Thanks for your reply shoenista!

So allow me to ask a different question.
As I’ve already mentioned - I’m a “beginner” and therefore my next question might be quite obvious to some but not to me…
The boots I’ve designed are way more expensive than the company’s target prices.
How do I approach the need of reducing prices at this point.
Meaning, which elements do you tend to change first and what questions should I ask my supplier so to know how to reduce costs.
I, for example, wasn’t aware of the fact that I have the option of using “imitated stacked heel” which is printed instead of a real one…

And another question, if you want to replace nubuck with a cheaper material which would look most similar, what material would you choose?

Thanks in advance,
Tamara

Im guessing you are doing ladies fashion shoes, not sport shoes?

In terms of your original question, i would say that PVC vs. PU would generally feel similar and indeed PVC is a bit cheaper. Also typically you can get more “fashion” finishes in PVC (ie. metallics, faux leathers, wild prints, etc.). Im not sure about the PVC importation rules.

As for costing, there are a lot of factors that make it a pretty complicated subject. A lot depends on the supplier you are working with #1. If you can trust them to provide honest quotations, and/or a complete CBD (cost break down), you will be further ahead then just guessing to start.

I would try to first get yourself a complete part by part cost break down. Each part on a CBD should show material cost (per sq.ft or 54" typically if synthetic), usage, loss, and then adjusted usage (incl. loss) and total cost per part. all details (ie printing, laces, etc.) should also be itemized.

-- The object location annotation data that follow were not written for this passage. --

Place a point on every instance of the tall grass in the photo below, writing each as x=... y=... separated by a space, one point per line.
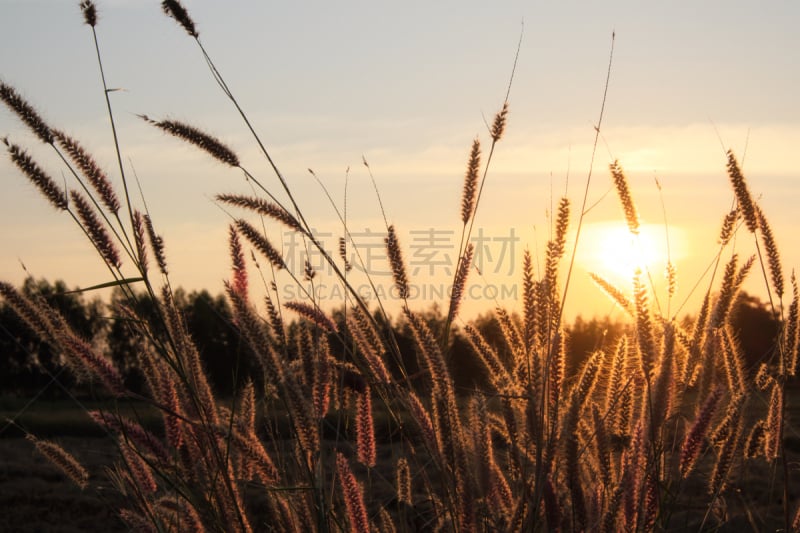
x=652 y=434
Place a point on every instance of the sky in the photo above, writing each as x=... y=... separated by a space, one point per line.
x=408 y=86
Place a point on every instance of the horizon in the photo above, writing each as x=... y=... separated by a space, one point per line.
x=351 y=83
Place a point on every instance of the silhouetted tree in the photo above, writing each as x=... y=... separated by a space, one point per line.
x=29 y=364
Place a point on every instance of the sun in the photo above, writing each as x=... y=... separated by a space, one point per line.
x=613 y=252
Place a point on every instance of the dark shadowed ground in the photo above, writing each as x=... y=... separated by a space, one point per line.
x=36 y=497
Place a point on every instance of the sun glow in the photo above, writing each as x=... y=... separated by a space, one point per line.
x=612 y=251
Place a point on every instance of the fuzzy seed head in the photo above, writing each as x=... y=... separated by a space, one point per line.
x=25 y=112
x=89 y=12
x=174 y=9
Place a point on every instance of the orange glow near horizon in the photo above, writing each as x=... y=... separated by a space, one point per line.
x=610 y=250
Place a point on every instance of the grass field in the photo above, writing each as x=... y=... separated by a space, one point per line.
x=36 y=497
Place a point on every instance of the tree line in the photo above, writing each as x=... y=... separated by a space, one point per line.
x=29 y=366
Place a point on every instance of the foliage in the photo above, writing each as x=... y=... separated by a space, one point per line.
x=350 y=425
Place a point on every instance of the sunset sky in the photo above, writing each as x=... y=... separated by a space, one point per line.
x=408 y=86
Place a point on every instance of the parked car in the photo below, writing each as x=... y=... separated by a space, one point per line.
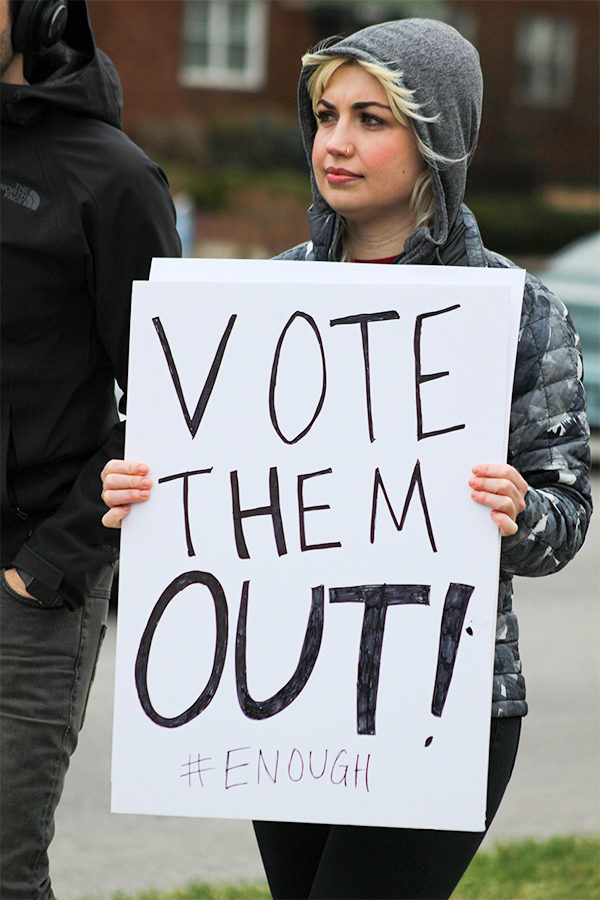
x=574 y=275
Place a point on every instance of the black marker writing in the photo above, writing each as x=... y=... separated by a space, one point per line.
x=415 y=481
x=186 y=517
x=455 y=608
x=273 y=510
x=303 y=509
x=376 y=598
x=264 y=709
x=363 y=320
x=141 y=663
x=423 y=379
x=273 y=382
x=193 y=422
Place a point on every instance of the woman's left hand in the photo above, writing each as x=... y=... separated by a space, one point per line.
x=503 y=489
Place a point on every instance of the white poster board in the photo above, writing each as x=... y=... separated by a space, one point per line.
x=307 y=605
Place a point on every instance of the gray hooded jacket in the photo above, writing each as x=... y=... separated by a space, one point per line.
x=549 y=434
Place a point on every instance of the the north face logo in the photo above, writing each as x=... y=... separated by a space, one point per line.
x=19 y=193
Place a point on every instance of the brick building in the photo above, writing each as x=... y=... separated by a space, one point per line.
x=189 y=66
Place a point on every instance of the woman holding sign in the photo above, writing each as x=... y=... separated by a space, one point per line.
x=389 y=118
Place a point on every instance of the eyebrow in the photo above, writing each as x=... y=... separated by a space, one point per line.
x=362 y=104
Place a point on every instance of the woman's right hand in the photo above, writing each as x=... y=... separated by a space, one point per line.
x=123 y=482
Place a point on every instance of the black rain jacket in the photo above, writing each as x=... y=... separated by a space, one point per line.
x=83 y=213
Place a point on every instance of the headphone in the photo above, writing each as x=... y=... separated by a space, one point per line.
x=37 y=23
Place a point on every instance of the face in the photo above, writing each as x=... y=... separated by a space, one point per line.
x=366 y=162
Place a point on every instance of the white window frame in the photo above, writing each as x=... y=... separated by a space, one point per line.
x=546 y=47
x=216 y=74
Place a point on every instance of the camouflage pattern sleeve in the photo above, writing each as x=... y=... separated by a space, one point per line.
x=549 y=439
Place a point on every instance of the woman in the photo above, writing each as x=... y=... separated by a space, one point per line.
x=389 y=119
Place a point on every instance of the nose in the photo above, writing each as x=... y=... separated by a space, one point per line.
x=339 y=143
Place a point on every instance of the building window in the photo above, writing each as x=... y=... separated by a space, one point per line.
x=224 y=44
x=545 y=54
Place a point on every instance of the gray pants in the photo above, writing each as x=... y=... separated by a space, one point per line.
x=47 y=663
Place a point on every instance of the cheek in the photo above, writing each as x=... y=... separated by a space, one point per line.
x=317 y=153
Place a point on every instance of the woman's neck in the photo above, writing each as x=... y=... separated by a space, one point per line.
x=377 y=240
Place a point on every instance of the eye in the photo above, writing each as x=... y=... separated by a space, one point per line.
x=324 y=116
x=371 y=120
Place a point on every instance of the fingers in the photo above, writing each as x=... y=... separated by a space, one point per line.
x=114 y=517
x=501 y=488
x=124 y=482
x=502 y=470
x=123 y=467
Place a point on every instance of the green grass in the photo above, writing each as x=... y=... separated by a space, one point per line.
x=561 y=868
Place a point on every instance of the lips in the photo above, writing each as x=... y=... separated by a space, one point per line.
x=336 y=175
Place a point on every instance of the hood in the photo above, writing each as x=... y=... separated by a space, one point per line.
x=442 y=68
x=73 y=76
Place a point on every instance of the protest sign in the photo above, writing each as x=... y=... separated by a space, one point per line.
x=307 y=603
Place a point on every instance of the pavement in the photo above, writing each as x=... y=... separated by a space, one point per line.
x=555 y=788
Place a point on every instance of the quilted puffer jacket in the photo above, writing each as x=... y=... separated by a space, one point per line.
x=549 y=434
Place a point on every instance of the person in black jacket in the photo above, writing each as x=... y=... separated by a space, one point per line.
x=83 y=213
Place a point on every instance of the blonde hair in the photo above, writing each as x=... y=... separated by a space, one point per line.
x=403 y=107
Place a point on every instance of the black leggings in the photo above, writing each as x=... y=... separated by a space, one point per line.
x=315 y=861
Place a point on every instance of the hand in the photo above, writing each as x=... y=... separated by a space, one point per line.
x=123 y=482
x=14 y=580
x=503 y=489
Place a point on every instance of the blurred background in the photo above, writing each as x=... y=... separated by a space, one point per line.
x=210 y=93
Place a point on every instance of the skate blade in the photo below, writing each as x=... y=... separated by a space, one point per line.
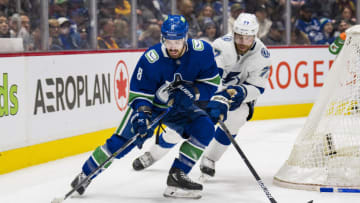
x=204 y=178
x=174 y=192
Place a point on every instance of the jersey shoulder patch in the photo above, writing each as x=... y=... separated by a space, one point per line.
x=227 y=38
x=265 y=53
x=152 y=56
x=198 y=45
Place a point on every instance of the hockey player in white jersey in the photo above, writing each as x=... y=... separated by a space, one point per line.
x=244 y=63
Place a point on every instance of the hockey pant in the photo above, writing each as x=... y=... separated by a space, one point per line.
x=235 y=120
x=114 y=143
x=190 y=150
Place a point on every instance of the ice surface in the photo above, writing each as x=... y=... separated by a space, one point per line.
x=267 y=145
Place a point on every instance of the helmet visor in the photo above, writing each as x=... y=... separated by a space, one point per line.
x=176 y=44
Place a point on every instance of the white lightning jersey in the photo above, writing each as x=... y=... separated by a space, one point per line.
x=250 y=70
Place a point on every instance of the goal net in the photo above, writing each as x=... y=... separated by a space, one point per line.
x=327 y=150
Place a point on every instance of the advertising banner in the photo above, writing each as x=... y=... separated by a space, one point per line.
x=296 y=76
x=49 y=97
x=13 y=101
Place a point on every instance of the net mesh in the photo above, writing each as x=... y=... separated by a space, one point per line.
x=327 y=150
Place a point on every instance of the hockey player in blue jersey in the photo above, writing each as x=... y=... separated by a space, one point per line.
x=244 y=63
x=176 y=72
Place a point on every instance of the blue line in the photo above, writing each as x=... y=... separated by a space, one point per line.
x=341 y=190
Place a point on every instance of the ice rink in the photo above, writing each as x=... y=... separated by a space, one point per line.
x=267 y=145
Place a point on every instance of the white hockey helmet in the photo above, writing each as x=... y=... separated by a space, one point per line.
x=246 y=24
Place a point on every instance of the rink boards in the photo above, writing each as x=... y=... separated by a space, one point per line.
x=54 y=105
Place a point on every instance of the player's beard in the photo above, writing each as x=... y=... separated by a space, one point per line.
x=176 y=53
x=242 y=48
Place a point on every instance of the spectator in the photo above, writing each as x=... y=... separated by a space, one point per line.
x=24 y=32
x=341 y=27
x=264 y=22
x=339 y=5
x=275 y=9
x=105 y=39
x=275 y=35
x=235 y=11
x=296 y=5
x=207 y=12
x=346 y=14
x=298 y=37
x=14 y=25
x=186 y=8
x=150 y=37
x=4 y=27
x=327 y=30
x=69 y=38
x=83 y=32
x=210 y=31
x=106 y=9
x=54 y=39
x=4 y=7
x=59 y=9
x=309 y=25
x=78 y=17
x=121 y=33
x=122 y=8
x=36 y=39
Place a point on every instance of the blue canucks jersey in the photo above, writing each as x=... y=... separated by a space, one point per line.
x=155 y=71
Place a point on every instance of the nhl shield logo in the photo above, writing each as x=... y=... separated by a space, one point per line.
x=121 y=85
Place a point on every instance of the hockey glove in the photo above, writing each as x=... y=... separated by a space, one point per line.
x=182 y=97
x=218 y=106
x=140 y=122
x=238 y=94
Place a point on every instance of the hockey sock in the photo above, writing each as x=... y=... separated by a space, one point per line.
x=103 y=152
x=98 y=157
x=221 y=137
x=190 y=152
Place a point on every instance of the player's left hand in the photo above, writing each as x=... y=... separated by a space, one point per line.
x=218 y=106
x=140 y=122
x=182 y=97
x=238 y=94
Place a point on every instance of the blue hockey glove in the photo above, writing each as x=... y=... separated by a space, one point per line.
x=182 y=97
x=218 y=106
x=237 y=96
x=140 y=122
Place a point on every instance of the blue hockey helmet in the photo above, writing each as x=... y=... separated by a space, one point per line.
x=174 y=27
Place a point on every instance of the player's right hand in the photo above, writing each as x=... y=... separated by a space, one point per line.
x=218 y=106
x=140 y=122
x=182 y=97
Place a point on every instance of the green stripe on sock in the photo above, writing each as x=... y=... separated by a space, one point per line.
x=100 y=157
x=123 y=121
x=191 y=151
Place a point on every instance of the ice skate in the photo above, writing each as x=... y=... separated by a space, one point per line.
x=143 y=161
x=181 y=186
x=207 y=168
x=78 y=179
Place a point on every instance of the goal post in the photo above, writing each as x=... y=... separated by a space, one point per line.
x=326 y=153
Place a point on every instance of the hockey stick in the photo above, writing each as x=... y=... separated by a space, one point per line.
x=339 y=189
x=248 y=164
x=109 y=159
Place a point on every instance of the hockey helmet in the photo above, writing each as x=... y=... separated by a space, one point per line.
x=246 y=24
x=174 y=27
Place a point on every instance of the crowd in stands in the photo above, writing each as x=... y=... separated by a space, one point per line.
x=312 y=21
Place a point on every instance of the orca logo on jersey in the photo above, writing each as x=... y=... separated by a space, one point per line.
x=198 y=45
x=121 y=85
x=265 y=53
x=152 y=56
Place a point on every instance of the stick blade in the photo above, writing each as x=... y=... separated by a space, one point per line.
x=57 y=200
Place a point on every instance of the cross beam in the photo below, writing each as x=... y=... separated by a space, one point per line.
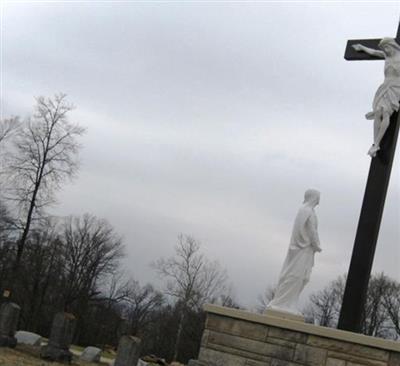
x=352 y=311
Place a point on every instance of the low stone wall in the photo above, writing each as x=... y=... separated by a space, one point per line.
x=238 y=338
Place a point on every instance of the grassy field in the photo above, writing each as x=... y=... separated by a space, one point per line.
x=29 y=356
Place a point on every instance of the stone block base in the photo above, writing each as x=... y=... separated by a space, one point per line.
x=55 y=354
x=6 y=341
x=238 y=338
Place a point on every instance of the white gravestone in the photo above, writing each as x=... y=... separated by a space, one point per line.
x=296 y=270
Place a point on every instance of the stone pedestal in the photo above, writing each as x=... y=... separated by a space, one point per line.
x=238 y=338
x=128 y=351
x=62 y=331
x=9 y=316
x=284 y=315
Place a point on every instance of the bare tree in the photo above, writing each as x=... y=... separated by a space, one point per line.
x=191 y=279
x=43 y=157
x=325 y=305
x=8 y=127
x=141 y=302
x=379 y=316
x=91 y=249
x=391 y=300
x=375 y=319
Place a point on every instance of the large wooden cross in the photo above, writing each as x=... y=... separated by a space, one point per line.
x=355 y=294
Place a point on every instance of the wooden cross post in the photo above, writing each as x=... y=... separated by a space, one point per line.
x=355 y=294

You CBD should also show labor costs, fty overhead, thread+glue, packing ,etc. and fty/agent profit then your final FOB price. Once you have this (which many factories are unwilling to provide so they can hide true costs), you are better off to negociate and see which areas/parts are the ones that are adding up to cost you more than your target.

Looking at it this way (and working with the fty is they are willing to do so), you can focus on the “big ticket items” instead of spending time changing small parts that will only save you fractions fo a cent.

First things to look at would be expensive materials (like the nubuck you mention - maybe change to pig suede if you want to keep it leather, or there are also lots of nice synthetic nubucks (PU))., outsole costs, large embroidery or other expensive details, then labor costs, overhead and fty profit.

In general, though as first mentioned, a lot depends on your situation. If you are with an experienced fty, have a long relationship, and do millions of pairs per yr, its a different story that a new, low cost supplier with no forecast to offer…

Best of luck. A way to start might also be to approach you supplier and tell them your traget FOB price and ask for suggestions. Remember that you and the supplier are actually on the same side. You both have the same goal to make money and sell shoes and if they are overpriced they wont sell and then neither of you will be satisfied.

R

Hi there.

When you get back home, I’d suggest you do some research in the value market - see how the big value market players do it.

If you are making in China, its the material costs that you need to watch the most.

Also consumption is a consideration, consider adding more seams, centre back, centre front and blind seams accross the ankle.

If you want leather alternatives - can I ask you is it cow leather you are using at the moment? When I’ve had problems with price in China, I’ve switched to sheep or horse instead, ask about these alternatives. I have used a lot of horse leather in China. It is good value compared to cow and (IMO) can look better.

I’m not sure how cow or sheep nubuck looks or if it exists, but its worth asking.

On the subject of synthetic alternatives, you could consider microsuede, microfibre suede or brushed wet p.u. Ask to see some swatches.

Hi Guys… this is a great Thread!

I am very interested to see an example of a CBD that you may have received for any basic rubber cupsole shoe that you may have developed.

I am in a position now with my supplier where they are asking me to draw up a form for them to fill out so that its easier for them. I wanted to know about any other hidden costs that i may not be aware of. for example; double lasting.

Thanks in Advance…

Sorry, but I cant share any form or example of costing.

In my post above however, ive covered most of the important points and costs. You should be able to draw up something based on that and in discussion with your fty.

A good factory will be happy to share a CBD with you to enable a happy transparent negociation that both of you will benefit from.

All (almost) factories will do one, even if it is internal so they can provide you with a FOB quote.

If they are unwilling to share it with you, try to convince them that its in their best interest so you can provide reasonable target prices and better develop to actual costs to save development $. Most reasonable ftys should appreicate this (its better than you spec’ing a shoe for development, sampling, only later to be far off the price and need to renegociate or de-spec).

There’s still plenty of places a fty can “hide” charges even with a complete CBD, esp. for someone new to the costing process, so most ftys will comply. At the very least (even if still inflated), it will give you a basis of comparision for future projects and help your knowledge of costing increase.